David Whiston, an auto analyst with Morningstar Inc., said Ford could be trying to ease the shock of job losses down the road or hoping some people will leave early.
“Hackett is under a lot of scrutiny from Wall Street right now,” Mr. Whiston said. “Action needs to be taken to fulfill this restructuring plan.”
While Ford underwent a massive restructuring under former CEO Alan Mulally, costs have climbed in recent years as it has added headcount and stepped up spending on engineering and development. Ford’s global workforce, including factory workers, totaled 202,000 last year, up 18% from 2012.
In the critical area of engineering, research and development, Ford’s $8 billion budget last year outpaced GM’s by nearly 10%, even though GM sells far more cars globally and has more advanced electric cars.
Ford offered buyouts last year aiming to trim 1,400 jobs, but Mr. Hackett has pushed for deeper cuts since taking over as CEO.
Ford has said the restructuring will target areas of its business that aren’t generating a decent return so it can deploy more capital to its most profitable business lines, most notably trucks and sport-utility vehicles in North America.

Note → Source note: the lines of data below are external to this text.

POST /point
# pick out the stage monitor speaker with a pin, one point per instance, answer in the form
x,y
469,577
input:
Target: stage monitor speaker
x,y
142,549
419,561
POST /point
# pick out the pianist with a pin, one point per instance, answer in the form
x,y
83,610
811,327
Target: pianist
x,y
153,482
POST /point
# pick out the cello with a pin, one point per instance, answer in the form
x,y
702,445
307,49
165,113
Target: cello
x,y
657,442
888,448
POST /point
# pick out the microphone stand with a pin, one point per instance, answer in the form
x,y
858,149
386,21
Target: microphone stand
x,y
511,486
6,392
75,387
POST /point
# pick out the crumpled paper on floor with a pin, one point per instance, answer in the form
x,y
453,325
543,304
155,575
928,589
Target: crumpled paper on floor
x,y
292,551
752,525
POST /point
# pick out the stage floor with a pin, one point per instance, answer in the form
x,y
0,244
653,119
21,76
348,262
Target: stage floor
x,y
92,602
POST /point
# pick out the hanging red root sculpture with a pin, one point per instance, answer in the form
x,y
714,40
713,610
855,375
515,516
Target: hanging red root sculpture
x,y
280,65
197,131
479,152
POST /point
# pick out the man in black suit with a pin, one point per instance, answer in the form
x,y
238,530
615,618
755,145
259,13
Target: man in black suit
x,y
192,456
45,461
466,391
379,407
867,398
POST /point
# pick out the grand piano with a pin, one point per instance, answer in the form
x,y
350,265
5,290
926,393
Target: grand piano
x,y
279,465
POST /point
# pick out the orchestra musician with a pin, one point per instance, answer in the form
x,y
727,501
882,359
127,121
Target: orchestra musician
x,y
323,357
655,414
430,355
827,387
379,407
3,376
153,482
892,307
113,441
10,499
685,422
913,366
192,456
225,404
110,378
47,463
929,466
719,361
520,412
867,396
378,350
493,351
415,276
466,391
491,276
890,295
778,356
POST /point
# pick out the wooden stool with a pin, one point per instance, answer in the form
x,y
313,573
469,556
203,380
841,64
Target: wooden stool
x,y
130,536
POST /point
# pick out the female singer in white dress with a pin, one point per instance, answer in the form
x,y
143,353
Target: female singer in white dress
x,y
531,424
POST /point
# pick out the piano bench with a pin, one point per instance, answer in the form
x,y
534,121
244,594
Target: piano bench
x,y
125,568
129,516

It has been losing money in Europe and South America, and swung to a loss in China during the second quarter.
During Ford’s second-quarter conference call with analysts, Morgan Stanley analyst Adam Jonas criticized Mr. Hackett for not spelling out to investors more specific moves he plans to make to boost Ford’s performance. Mr. Jonas even questioned whether Mr. Hackett expected to still have his job by the time the company was ready to disclose more about its plans.
“Hell yes,” the CEO responded. “I expect to be in front of everybody, declaring where we’re going and what we want to get done.”